The Philadelphia Mint was striking these coins for the Cuban Government up until 1958. Fidel Castro overthrew the Cuban Government in 1959, the United States severed relations with Cuba on January 3rd 1961, and One Centavo coinage ceased to be minted in Philadelphia.

The following links provide current prices and mintages respectively from NGC for the following dates 1915, 1916, 1920, 1938, 1946, and 1958. Which were all made from Copper Nickel.

CuNi (Copper Nickel) is typically a mixture of 75% Copper and 25% Nickel with possibly a trace of Manganese. The amounts of metal can vary, and sometimes impurities can show up in this mixture of metal as brown streaks. Creating unsightly coins for the collector.

Copper Nickel has been used in coinage for a number of reasons. The main reason is for its durability. It is also a metal that’s cheaper than silver and has non-allergic properties. Newly minted Copper Nickel coins can be truly one of the most beautiful metals to view in terms of luster and aesthetics.


Though Copper Nickel is very durable it’s also extremely condition sensitive. Once Copper Nickel coins pass through circulation for long periods of time, most of the beauty of a newly minted coin will have been stripped away, and a not so pleasant coin will evolve.


The following Cuban Centavos were struck in Brass : 1943 and 1953

1943 Cuba One Centavo Reverse

Brass is more condition sensitive than Copper Nickel, and not nearly as durable. This soft metal can get banged up very easily in circulation, and will lose most of its luster shortly after circulating. Any type of moisture is not good news for Brass either which will tarnish the surfaces and create nasty black spots which corrode the surfaces underneath. Collectors will generally pay more for Brass coins without spots as they detract from overall eye appeal.

A collector of these coins that’s putting this series together by date, and not concerned about condition sensitivity doesn’t face many hurdles. For collector the that is seeking gem (MS 65) or gem+ (MS 66 or higher) examples of these dates to complete the series may face several challenges finding stellar graded examples. Sometimes the smallest denominations in coinage are the most difficult to find in good condition due heavy use during past commerce.

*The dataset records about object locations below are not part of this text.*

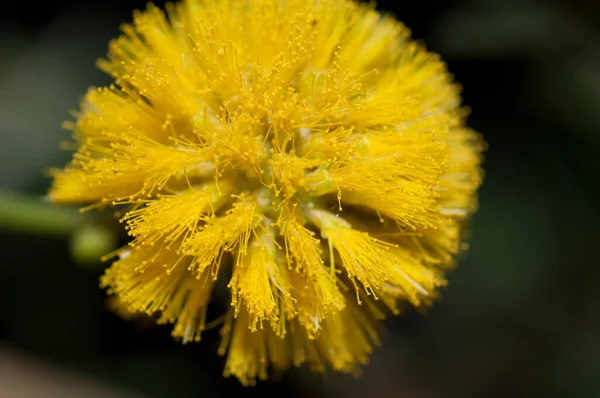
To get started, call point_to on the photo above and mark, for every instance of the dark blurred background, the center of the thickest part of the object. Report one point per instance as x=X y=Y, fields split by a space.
x=520 y=316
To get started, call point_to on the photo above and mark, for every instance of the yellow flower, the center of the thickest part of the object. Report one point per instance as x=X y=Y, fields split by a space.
x=307 y=152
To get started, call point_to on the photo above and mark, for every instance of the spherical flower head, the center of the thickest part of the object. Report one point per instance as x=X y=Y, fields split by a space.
x=307 y=153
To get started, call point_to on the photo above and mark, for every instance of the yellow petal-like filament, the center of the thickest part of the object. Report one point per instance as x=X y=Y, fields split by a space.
x=140 y=281
x=363 y=257
x=175 y=217
x=222 y=234
x=255 y=282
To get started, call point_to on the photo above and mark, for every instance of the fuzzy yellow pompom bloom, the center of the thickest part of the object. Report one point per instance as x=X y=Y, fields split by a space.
x=307 y=152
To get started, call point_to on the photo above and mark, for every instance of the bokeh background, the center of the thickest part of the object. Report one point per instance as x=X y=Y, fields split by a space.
x=520 y=316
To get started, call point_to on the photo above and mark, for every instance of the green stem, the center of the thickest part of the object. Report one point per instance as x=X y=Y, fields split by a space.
x=30 y=215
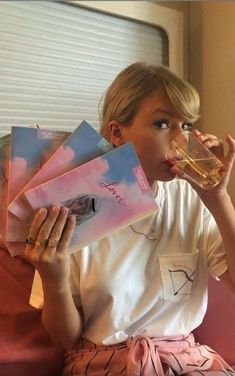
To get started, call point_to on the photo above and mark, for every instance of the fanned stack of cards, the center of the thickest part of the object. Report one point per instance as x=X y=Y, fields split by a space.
x=105 y=188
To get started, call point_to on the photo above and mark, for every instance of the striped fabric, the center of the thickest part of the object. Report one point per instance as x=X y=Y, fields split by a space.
x=146 y=357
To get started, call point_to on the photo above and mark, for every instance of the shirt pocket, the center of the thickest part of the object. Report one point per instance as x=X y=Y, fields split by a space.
x=178 y=273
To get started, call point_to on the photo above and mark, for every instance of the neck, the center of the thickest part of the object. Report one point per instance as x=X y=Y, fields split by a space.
x=154 y=186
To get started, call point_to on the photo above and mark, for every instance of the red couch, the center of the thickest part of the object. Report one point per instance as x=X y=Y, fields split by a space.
x=25 y=348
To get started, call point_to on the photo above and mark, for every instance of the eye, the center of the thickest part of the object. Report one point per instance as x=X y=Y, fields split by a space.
x=162 y=124
x=187 y=126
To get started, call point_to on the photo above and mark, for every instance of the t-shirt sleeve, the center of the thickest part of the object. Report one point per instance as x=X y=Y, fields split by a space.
x=216 y=256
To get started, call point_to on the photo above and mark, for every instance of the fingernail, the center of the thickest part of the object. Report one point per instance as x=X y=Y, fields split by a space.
x=168 y=163
x=55 y=209
x=64 y=210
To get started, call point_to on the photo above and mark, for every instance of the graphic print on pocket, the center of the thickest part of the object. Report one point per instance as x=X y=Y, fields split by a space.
x=178 y=273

1943 Cuba One Centavo Obverse

Prices today for Cuban coinage can become strarospheric as collectors chase high grade examples to compete for registry sets. I speculate prices will rise even further in the not so distant future once the trade embargo is possibly lifted between the United States and Cuba. If this happens more collectors from Cuba could enter the marketplace and impact prices significantly.